Even though the code in the both languages is pretty self explanatory and contains the comments as well, I have added unit tests as well to make it even more understandable. Moreover, I will be happy to provide further explanations when required. In such case, feel free to open an issue in the GitHub repository.
Analyses
This approach, I call it substring approach, is simple in the sense that it tries to find the search-term as a whole in the source strings. The best case in terms of time complexity is that the source string starts with the search-term. Suppose the length of the search-term is M
, in case of prefix, the time complexity of the worst case would be O(M)
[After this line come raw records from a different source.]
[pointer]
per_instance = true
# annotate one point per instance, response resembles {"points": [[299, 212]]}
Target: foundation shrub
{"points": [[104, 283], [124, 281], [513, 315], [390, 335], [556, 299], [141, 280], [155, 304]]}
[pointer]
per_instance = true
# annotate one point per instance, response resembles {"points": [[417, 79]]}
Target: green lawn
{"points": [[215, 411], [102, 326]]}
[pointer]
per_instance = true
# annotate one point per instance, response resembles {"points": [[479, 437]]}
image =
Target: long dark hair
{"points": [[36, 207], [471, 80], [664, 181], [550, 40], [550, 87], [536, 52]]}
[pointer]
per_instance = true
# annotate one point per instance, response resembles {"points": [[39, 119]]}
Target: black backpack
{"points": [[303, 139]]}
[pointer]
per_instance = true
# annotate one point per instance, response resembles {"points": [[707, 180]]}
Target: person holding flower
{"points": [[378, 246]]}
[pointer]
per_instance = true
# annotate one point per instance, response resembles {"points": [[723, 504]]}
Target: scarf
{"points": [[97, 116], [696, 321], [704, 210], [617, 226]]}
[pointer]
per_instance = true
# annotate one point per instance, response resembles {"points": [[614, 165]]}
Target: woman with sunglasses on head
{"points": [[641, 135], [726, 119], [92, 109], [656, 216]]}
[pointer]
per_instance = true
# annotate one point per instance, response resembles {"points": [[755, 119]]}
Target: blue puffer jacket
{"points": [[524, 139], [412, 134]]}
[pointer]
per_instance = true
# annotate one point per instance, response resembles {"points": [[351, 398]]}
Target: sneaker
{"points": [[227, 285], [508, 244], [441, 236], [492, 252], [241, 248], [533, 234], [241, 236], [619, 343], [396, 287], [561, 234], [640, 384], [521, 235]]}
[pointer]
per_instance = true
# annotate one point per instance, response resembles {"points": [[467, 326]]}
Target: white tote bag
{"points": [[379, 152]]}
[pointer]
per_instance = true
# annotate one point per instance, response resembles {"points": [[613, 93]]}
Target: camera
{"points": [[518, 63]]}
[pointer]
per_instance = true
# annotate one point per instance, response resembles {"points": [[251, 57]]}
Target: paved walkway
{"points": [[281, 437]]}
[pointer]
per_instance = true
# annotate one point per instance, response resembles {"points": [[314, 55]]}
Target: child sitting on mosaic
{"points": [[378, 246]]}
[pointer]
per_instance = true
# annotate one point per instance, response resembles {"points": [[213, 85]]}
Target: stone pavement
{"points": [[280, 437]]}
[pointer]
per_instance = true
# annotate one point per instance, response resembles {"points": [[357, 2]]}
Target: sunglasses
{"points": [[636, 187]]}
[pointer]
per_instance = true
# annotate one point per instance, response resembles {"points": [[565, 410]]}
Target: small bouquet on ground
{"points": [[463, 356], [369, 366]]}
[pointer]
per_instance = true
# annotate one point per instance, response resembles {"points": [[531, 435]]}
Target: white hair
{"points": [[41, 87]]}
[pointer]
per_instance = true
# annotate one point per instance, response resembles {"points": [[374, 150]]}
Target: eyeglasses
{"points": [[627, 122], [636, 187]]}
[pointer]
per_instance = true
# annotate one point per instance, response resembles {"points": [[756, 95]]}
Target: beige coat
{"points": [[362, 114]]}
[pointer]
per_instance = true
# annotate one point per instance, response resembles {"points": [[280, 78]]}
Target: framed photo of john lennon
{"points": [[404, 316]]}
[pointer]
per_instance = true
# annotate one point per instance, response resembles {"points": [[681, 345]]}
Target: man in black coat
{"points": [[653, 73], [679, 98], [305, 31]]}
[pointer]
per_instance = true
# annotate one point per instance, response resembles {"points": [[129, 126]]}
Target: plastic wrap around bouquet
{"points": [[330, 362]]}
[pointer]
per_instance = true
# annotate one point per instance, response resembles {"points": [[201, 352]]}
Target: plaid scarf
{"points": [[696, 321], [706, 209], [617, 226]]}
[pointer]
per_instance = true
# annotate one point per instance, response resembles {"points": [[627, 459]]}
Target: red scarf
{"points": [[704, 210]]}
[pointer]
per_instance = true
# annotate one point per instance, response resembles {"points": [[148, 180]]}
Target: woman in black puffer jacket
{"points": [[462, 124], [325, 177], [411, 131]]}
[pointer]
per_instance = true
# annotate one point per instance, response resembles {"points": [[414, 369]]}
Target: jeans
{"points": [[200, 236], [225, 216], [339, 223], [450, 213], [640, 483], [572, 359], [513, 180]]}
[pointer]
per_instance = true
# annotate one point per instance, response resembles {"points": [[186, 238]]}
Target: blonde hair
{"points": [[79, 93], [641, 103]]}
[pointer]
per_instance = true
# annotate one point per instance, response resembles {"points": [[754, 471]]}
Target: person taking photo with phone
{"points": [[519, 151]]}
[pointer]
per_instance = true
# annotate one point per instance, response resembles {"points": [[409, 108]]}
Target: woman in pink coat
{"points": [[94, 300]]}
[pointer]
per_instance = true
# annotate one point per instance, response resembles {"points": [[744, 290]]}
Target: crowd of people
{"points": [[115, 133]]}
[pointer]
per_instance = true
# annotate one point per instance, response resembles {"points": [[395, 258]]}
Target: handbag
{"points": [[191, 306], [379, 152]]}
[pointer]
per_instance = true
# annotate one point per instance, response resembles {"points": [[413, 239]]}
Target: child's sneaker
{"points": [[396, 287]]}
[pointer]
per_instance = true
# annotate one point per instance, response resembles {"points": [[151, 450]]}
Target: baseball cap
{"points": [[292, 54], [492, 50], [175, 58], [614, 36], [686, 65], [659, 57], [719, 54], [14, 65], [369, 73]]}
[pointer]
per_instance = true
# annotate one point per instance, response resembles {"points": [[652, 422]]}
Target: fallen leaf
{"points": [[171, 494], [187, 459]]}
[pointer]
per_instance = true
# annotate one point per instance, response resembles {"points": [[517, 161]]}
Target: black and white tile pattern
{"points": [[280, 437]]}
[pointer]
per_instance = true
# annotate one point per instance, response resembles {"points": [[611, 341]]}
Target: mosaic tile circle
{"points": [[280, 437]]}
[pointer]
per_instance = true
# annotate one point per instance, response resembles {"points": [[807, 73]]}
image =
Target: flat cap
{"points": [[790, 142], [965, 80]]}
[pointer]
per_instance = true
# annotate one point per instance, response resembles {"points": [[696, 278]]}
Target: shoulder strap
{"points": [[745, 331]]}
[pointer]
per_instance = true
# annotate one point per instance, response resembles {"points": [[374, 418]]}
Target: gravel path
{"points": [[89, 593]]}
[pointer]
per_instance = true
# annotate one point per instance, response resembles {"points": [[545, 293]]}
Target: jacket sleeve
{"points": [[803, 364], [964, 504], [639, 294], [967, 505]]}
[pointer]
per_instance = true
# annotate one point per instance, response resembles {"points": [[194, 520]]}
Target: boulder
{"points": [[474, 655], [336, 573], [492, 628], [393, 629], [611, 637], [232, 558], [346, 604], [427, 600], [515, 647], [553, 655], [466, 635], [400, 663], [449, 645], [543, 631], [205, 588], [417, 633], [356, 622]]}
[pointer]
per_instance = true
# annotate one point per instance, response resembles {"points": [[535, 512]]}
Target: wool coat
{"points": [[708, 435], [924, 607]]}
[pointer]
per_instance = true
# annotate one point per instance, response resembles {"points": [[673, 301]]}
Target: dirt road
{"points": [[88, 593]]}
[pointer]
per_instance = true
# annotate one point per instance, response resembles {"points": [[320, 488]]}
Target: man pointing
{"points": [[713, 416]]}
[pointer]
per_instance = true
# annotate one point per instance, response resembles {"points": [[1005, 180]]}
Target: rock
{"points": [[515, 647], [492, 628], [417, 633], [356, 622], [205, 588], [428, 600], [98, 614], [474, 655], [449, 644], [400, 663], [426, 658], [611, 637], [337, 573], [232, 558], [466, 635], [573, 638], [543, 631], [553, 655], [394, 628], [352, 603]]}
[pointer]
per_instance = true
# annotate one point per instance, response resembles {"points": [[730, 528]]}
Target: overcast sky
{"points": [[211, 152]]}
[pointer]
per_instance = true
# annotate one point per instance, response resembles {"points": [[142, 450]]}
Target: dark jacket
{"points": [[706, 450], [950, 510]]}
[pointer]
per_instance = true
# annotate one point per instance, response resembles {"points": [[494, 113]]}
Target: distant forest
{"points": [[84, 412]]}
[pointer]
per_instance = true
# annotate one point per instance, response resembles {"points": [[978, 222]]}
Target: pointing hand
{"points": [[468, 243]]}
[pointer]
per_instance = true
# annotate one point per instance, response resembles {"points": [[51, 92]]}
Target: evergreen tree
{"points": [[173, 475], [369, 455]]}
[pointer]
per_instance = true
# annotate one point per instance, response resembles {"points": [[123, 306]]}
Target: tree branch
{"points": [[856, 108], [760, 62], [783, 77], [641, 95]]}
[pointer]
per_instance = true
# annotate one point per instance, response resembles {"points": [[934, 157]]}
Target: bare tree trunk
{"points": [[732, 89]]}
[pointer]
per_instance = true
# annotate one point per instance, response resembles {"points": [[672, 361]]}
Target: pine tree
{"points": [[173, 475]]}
. However, if the first condition is not true, then the algorithm is going to find whether the source string contains the search-term. In that case, the time complexity of the worst case would generally be O(N*M)
. Where N
is the size of the source string. Please note that we are not going into the details of language-wise fine tuning in the implementation of finding a substring. Some languages implement multiple algorithms and use heuristics to get better performance than O(N * M)
.
There is one down side of this approach however! It doesn’t forgive the user for typos! Luckily we have a solution for that. And that is discussed in length in the second part of this series.